Pro-tumorigenic cytokines are regulated by the adjuvants AS1517499 and Trimethylglycine in CAC. (A–D). Relative expression of Il-10, Tgf-β, Il-17a, and Cxcr2 genes determined by qPCR in CAC without treatment (black bars), AS1517499 (red bars), Trimethylglycine (green bars), as single therapies and AS1517499+5-FU (AS+5-FU) (brown bars), and Trimethyglycine+5-FU (Trim+5-FU) (orange bars); all relative expressions were compared with the expression levels in healthy tissues (white bars). Data are presented as individual values with median and range from two independent experiments performed in triplicate. p value lower than 0.001 (***); p = 0.01 (**) and p = 0.05 (*).

Figure 7

Trimethylglycine decreases STAT6 phosphorylation in a human epithelial colon cancer cell line. (A–C) Representative Western blots showing the protein levels of phosphorylated STAT6 in HCT-116 colonic human cells. (A).
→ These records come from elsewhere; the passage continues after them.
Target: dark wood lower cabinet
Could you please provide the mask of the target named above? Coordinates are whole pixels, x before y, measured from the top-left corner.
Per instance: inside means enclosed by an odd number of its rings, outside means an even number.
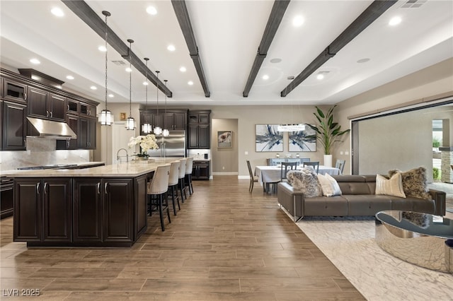
[[[30,247],[130,247],[147,230],[149,179],[16,178],[14,241]]]
[[[103,203],[101,178],[74,180],[74,242],[102,242]]]

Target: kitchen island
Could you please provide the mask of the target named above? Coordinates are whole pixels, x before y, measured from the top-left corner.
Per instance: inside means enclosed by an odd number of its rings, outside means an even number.
[[[131,247],[147,230],[147,183],[176,158],[81,170],[20,170],[15,242],[28,247]]]

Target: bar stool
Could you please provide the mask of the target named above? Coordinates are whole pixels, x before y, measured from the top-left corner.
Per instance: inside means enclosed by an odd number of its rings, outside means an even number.
[[[171,223],[170,219],[170,211],[168,210],[168,201],[166,196],[168,190],[168,175],[170,175],[170,164],[158,166],[154,172],[153,178],[147,184],[147,194],[149,200],[149,215],[153,211],[153,206],[159,208],[161,217],[161,228],[162,231],[165,231],[164,225],[164,210],[166,209],[168,217],[168,223]]]
[[[178,197],[178,182],[179,177],[179,168],[181,161],[176,160],[170,163],[170,175],[168,176],[168,189],[171,189],[171,201],[173,202],[173,212],[176,215],[176,206],[175,201],[178,202],[178,208],[181,210]]]
[[[179,185],[179,190],[181,193],[181,201],[184,203],[184,200],[187,199],[187,196],[185,195],[185,181],[184,181],[184,178],[185,177],[185,166],[187,158],[180,159],[179,160],[181,162],[181,165],[179,166],[178,184]],[[183,194],[183,193],[184,194]]]
[[[187,180],[185,185],[189,187],[189,194],[193,194],[193,186],[192,186],[192,170],[193,167],[193,157],[187,158],[185,163],[185,179]]]

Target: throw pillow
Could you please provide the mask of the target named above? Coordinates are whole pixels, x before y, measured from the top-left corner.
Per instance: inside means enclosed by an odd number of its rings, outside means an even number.
[[[431,199],[428,192],[426,168],[420,166],[406,172],[392,170],[389,171],[389,176],[391,177],[397,172],[401,174],[403,189],[406,196],[427,200]]]
[[[341,189],[337,181],[329,174],[318,175],[318,180],[323,189],[323,195],[326,196],[340,196]]]
[[[397,172],[390,179],[386,179],[380,175],[377,175],[375,194],[406,198],[403,190],[401,174]]]
[[[321,188],[318,177],[313,169],[302,168],[301,170],[292,170],[287,174],[288,182],[295,189],[300,190],[305,197],[320,196]]]

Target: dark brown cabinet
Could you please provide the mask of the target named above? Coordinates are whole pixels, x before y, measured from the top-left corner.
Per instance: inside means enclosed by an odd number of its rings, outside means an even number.
[[[103,203],[101,178],[74,180],[74,242],[102,242]]]
[[[180,109],[165,109],[140,110],[140,131],[142,124],[148,123],[153,129],[155,126],[160,126],[161,129],[166,129],[170,131],[185,131],[187,125],[187,110]],[[141,131],[141,134],[144,133]]]
[[[210,148],[210,110],[189,111],[188,148]]]
[[[210,161],[193,161],[193,179],[210,179]]]
[[[4,78],[1,99],[27,103],[27,85],[8,78]]]
[[[16,179],[14,241],[71,241],[71,191],[70,179]]]
[[[72,240],[71,179],[44,179],[42,196],[42,241]]]
[[[77,144],[79,148],[96,149],[96,120],[91,118],[79,119]]]
[[[28,116],[64,121],[66,98],[35,87],[28,87]]]
[[[26,148],[25,117],[27,107],[4,101],[1,112],[2,150],[25,150]]]

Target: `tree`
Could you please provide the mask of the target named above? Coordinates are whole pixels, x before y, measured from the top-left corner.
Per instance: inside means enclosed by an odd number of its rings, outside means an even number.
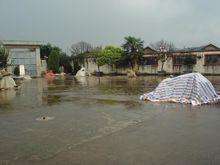
[[[0,67],[5,68],[7,67],[9,56],[9,50],[5,48],[3,45],[0,46]]]
[[[96,62],[99,66],[110,65],[113,69],[113,66],[116,65],[122,58],[122,49],[114,46],[106,46],[103,50],[100,51]]]
[[[151,43],[150,46],[158,51],[158,60],[161,61],[161,72],[164,72],[163,66],[168,57],[172,55],[172,52],[176,49],[174,44],[164,40],[160,40],[156,43]]]
[[[70,48],[70,51],[72,56],[76,56],[85,52],[90,52],[92,49],[93,47],[91,44],[84,41],[80,41],[76,44],[73,44]]]
[[[60,49],[53,49],[48,58],[48,69],[55,73],[59,72]]]
[[[143,55],[144,41],[132,36],[125,37],[124,39],[125,43],[122,45],[124,49],[123,61],[126,61],[133,68],[137,64],[139,57]]]
[[[50,43],[48,43],[47,45],[42,45],[40,47],[40,57],[41,57],[41,59],[48,59],[48,57],[49,57],[51,51],[53,50],[53,48],[54,47]]]

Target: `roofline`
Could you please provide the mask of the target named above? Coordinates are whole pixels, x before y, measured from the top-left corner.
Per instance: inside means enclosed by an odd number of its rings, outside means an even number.
[[[199,47],[189,47],[189,48],[185,48],[185,49],[180,49],[180,50],[176,50],[174,51],[174,53],[192,53],[192,52],[204,52],[204,49],[208,46],[213,46],[217,49],[217,51],[220,51],[220,48],[213,45],[213,44],[207,44],[207,45],[204,45],[204,46],[199,46]],[[201,50],[189,50],[189,49],[193,49],[193,48],[201,48]],[[216,51],[216,50],[209,50],[210,52],[211,51]]]
[[[152,51],[158,52],[156,49],[154,49],[154,48],[152,48],[150,46],[145,47],[144,50],[147,49],[147,48],[151,49]]]
[[[22,41],[22,40],[0,40],[0,44],[5,46],[18,45],[18,46],[41,46],[43,41]]]

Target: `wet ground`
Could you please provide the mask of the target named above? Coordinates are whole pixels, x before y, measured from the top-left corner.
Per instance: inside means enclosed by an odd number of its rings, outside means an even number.
[[[1,91],[0,165],[219,165],[220,104],[139,101],[160,80],[33,79]]]

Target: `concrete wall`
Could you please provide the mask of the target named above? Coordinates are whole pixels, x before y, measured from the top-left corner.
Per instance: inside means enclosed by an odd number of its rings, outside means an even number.
[[[9,49],[9,52],[11,49],[33,49],[35,50],[37,77],[41,76],[41,72],[44,69],[44,67],[42,67],[42,63],[40,59],[40,45],[42,45],[42,42],[38,42],[38,41],[1,41],[1,42],[7,49]],[[10,67],[8,69],[12,72]]]

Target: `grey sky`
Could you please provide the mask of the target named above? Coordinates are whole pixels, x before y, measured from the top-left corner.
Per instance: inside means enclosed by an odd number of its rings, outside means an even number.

Epithelial HCT-116 cells were stimulated with recombinant IL-4 for 20 min and 24 h with and without Trimethylglycine (IL-4-20′+Trim and IL-4-24 h+Trim). (B) Representative Western blot showing the levels STAT6 phosphorylation with the stimulus of Trimethylglycine, IL-4, and Trimethylglycine plus IL-4 at 24h. (C). Representative Western blot showing the levels of STAT6 phosphorylation using the STAT6 inhibitor AS1517499 (300mM). (D). Representative immunofluorescence assay for P53 protein on HCT-116 cells exposed to IL-4 and Trimethylglycine. Alexa 488 (green) color indicates the expression of P53 in these cells and DAPI (blue) was used to visualize nuclei; scale bars = 20 μm. Confocal analyses were performed using the Leica TCS SP8 confocal microscopy system.